Support for multiple passwords?

Rick Romero rick at havokmon.com
Wed Mar 18 21:08:50 UTC 2015


  Quoting Conrad Kostecki <ck+dovecot at bl4ckb0x.de>:

> Am 2015-03-18 21:10, schrieb Rick Romero:
>> Quoting Reindl Harald <h.reindl at thelounge.net>:
>>
>>> Am 18.03.2015 um 20:56 schrieb Conrad Kostecki:
>>>> Am 2015-03-18 20:46, schrieb Reindl Harald:
>>>>> Am 18.03.2015 um 20:40 schrieb Conrad Kostecki:
>>>>>> Hi!
>>>>>> Currently, the passwords are stored in plaintext for my dovecot, as
I
>>>>>> am
>>>>>> still using cram-md5 AND digest-md5.
>>>>>> I have still to offer that, as I have some deprecated clients,
>>>>>> therefore, I am unable to hash at least those passwords for that
>>>>>> accounts.
>>>>>>
>>>>>> I've found on the Wiki:
>>>>>>> In future it's possible that Dovecot could support multiple
>>>>>>> passwords
>>>>>>> in different schemes for a single user.
>>>>>>
>>>>>> Is there any news about this? Are there still any plans to support
>>
>> this
>>>>>> maybe in future?
>>>>>> For my understanding, that would solve my problem, that I could
>>>>>> define a
>>>>>> password in both schemes (cram and digest) and don't have to use
>>>>>> plaintext password?
>>>>>
>>>>> if you would read http://en.wikipedia.org/wiki/CRAM-MD5 and
understand
>>>>> how CRAM-MD5 works you would know that you just can't store cram
>>>>> because the whole purpose is that it changes all the time
>>>>
>>>> Maybe I am totally wrong,
>>>> but according to the Wiki, if I would be use using CRAM-MD5 without
>>>> DIGEST-MD5, the password could be stored not in plain text but instead
>>>> in a cram-md5 scheme?
>>>> At least, that had worked for me in a test setup.
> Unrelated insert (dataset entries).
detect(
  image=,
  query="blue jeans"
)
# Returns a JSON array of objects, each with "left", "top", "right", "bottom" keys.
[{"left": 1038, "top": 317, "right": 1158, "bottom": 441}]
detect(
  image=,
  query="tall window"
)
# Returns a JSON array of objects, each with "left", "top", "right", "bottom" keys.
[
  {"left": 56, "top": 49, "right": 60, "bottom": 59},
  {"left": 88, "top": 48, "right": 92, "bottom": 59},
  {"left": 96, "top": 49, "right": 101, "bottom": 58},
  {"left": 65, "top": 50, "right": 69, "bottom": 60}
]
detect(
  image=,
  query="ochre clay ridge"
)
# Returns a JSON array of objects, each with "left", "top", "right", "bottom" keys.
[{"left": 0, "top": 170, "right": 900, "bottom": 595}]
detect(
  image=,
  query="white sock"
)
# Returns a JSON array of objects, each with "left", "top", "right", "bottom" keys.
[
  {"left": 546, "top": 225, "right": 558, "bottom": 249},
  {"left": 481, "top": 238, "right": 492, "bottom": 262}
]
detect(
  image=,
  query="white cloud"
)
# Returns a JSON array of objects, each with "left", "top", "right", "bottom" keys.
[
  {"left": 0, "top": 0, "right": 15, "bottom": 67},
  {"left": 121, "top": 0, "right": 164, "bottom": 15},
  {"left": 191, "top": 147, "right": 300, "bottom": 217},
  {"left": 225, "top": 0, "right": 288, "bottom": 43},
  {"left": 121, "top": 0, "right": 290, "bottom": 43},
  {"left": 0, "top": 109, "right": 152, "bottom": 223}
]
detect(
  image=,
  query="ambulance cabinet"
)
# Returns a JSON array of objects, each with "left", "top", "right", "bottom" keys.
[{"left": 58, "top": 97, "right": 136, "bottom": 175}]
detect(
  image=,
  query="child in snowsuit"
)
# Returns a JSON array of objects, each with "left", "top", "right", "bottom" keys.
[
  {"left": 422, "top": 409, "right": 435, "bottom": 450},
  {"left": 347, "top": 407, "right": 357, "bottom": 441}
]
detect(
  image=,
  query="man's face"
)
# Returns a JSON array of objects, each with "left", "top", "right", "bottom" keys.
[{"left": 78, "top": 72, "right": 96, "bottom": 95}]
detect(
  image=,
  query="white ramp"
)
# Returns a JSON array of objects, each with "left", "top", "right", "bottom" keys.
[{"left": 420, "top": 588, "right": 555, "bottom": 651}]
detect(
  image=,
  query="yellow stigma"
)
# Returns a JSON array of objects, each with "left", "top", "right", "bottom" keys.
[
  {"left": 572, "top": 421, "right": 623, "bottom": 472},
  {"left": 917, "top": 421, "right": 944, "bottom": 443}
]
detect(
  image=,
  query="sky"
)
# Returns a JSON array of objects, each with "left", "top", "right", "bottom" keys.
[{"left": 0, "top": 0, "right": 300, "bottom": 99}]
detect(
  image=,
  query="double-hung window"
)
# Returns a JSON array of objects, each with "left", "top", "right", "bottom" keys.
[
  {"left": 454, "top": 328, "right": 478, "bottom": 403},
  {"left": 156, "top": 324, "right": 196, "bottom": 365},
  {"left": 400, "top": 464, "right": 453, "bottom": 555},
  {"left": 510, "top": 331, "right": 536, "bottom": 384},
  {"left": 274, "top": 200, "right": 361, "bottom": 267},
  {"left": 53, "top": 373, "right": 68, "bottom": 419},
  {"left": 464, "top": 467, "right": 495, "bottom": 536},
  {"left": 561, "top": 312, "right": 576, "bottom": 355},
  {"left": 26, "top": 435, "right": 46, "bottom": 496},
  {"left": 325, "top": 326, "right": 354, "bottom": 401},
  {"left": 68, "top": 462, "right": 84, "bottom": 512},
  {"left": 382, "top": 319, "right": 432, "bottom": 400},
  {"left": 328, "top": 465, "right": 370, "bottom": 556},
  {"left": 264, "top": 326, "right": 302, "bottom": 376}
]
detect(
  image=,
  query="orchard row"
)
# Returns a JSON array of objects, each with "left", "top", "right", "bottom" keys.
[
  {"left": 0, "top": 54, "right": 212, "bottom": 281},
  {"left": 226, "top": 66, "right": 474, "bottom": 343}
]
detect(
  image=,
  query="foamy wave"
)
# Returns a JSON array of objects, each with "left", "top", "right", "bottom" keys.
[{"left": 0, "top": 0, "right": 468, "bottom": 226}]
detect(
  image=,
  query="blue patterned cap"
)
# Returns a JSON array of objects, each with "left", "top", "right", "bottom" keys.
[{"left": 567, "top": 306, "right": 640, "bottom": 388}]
But I will have a
>>
>> look.
>>> only in a broken and unsecure implementation - or how do you store
>>> "arbitrary string of random digits, a timestamp"?
>>>
>>> http://en.wikipedia.org/wiki/CRAM-MD5
>>>
>>> Challenge: The server sends a base64-encoded string to the client.
>>> Before encoding, it could be any random string, but the standard that
>>> currently defines CRAM-MD5 says that it is in the format of a
Message-ID
>>> email header value (including angle brackets) and includes an arbitrary
>>> string of random digits, a timestamp, and the server's fully qualified
>>> domain name.
>>
>> Too much irrelevant information.  Goal: Don't store cleartext
passwords.
>>
>> Question: Do your clients support PLAIN authentication and SSL?
>
> Not all. I know, that this just sucks in the year 2015.
>
>> If you use PLAIN, then your passwords can be stored encrypted.  If the
>> clients support SSL, then you can require SSL/TLS and encrypt the
>> password (and ALL the content) at the transport layer.
>
> That's what I am planning. Only enable PLAIN and force SSL/TLS.I hope,
> that till end of the year, I can shutdown that finally and switch to
> force SSL/TLS and disable CRAM-MD5/DIGEST-MD5, so my passwords can be
> encrypted.

Depending on your options, this could be a good stop-gap solution:
https://www.stunnel.org/downloads.html

Use stunnel to establish the encrypted connection between the client PC and
your server, then the client connects to localhost.